Traveling with cats


Traveling with cats

Most cats don’t like traveling, but if you take the right approach, you can minimize the stress, ensure the trip goes smoothly – and maybe even get your kitty to enjoy it.

Sooner or later, your cat is going to have to do some traveling. Whether it’s a vacation, a work-related move, evacuation due to natural disaster, or just his annual vet visit, no kitty can stay home all the time.

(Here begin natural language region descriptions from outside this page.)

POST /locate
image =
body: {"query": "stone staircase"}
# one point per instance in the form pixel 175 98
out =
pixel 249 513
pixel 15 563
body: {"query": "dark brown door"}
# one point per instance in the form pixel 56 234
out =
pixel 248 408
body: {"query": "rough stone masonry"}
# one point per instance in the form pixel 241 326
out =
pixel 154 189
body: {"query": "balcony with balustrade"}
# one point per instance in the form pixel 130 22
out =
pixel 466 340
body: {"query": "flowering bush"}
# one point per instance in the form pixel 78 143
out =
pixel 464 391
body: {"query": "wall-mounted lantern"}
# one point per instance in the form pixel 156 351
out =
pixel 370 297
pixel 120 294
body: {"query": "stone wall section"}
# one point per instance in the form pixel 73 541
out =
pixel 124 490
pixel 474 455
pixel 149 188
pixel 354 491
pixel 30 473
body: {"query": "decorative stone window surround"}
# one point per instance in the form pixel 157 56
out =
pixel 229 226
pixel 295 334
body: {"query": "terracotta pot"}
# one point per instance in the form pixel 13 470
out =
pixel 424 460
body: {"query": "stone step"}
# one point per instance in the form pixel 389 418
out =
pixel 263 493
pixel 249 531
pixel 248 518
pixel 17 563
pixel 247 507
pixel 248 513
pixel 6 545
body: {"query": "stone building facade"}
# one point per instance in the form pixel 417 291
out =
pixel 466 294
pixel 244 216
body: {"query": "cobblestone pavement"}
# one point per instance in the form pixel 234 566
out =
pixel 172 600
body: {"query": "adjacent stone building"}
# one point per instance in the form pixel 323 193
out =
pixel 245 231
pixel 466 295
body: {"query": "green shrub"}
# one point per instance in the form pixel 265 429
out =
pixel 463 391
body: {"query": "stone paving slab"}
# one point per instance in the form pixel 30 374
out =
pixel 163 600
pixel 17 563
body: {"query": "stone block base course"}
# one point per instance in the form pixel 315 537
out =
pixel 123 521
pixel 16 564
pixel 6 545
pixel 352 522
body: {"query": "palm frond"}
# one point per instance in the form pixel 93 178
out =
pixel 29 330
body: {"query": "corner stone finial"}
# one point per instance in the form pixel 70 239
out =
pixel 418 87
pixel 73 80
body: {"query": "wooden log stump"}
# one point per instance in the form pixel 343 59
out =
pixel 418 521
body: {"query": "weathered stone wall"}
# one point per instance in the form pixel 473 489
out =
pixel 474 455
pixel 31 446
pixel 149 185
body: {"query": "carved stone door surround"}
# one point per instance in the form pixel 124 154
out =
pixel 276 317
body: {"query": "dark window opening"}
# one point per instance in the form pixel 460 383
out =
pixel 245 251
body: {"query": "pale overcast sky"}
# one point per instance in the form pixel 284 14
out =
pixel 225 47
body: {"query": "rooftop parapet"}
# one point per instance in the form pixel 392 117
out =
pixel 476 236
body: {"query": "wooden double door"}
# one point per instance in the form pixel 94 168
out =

The majority of cats don’t enjoy traveling, as Charlotte Slater can attest. She has moved across the country, traveled for a summer internship, and evacuated because of hurricanes – and has taken her cats along for all of it. She recalls crossing the desert in Arizona/New Mexico. “One of my cats, Idea, didn’t like car rides and howled for the entire five-day cross-country trip,” she says. To make matters worse, the car’s air conditioner quit during the trip. In spite of the open windows, Idea overheated. “I found a gas station in the middle of nowhere. The air conditioning there and cool water on her body lowered her temperature, but it was scary.”

“Traveling with Calico, a former feral cat, was also extremely difficult,” Charlotte adds. “I live in the Florida Keys and one hurricane season we had to evacuate four or five times. At the hotel, Calico would hide. Once I thought she had escaped but I found her behind some furniture. In the commotion, I hit my head on a coffee table and almost knocked myself out. By the time we got home, she was fine but I had an egg-sized lump on my forehead as well as slash marks on my legs.”

“When traveling with cats, it’s better to be over-prepared than not,” advises Dr. Kathleen Miller, Director of Anti-Cruelty Behavior Research for the ASPCA. “If the car breaks down, a plane is delayed or other mishaps occur, what should have been a short trip can look like an episode of Gilligan’s Island – the three-hour tour that turned into a shipwreck.”

Taking your cat places doesn’t have to be this stressful. Here’s how some cat lovers turned their kitties into veteran travelers.

• To get her kitten used to the car, M. D. Robin took her on short rides to the grocery store, and then sat in the car with her. “I started with 15-minute trips and worked up from there,” says M.D. “Now, when we travel, Zia sleeps during the day but in the evening she loves to watch tractor trailers go by. She also loves to people watch. So far, Zia’s been in 16 states.”

• Remie is used to both cars and planes. Now aged two, she’s been traveling since she was four months old. “When she goes with us on flights she wears a harness so we can easily take her through security screenings,” says Erin Lumpkin. “Otherwise we don’t make too many adjustments. We withhold food and water four hours before leaving for the airport so there’s no issue with motion sickness. We bring a blanket to put over her carrier on the plane. Zia also stays in her crate to and from the hotel. We bring her favorite blankets, toys, food, water and litter. We’ve learned to ask for a room with a view so she can look out and see people going by.”

• “Our travel was not recreational,” says Peggy Bendel. “For many years, we split our time between homes in Arizona and New York. For nine years (18 trips) we traveled back and forth in a van with our seven cats, a four-day trip each way. Each cat was in his own carrier and wore a harness with an attached tag that said ‘reward’ with my name and cell phone number. The harnesses stayed on throughout the trip.” An attached leash helps prevent escape and makes for an easy catch if the cat tries to hide in a small space.

Over time, many cats become seasoned travelers and may even come to enjoy it. “My Birmans, Calin and Cody, love traveling,” says Charlotte. “When we arrive at the hotel, they like to explore the room and signify their approval with head butts and purrs!”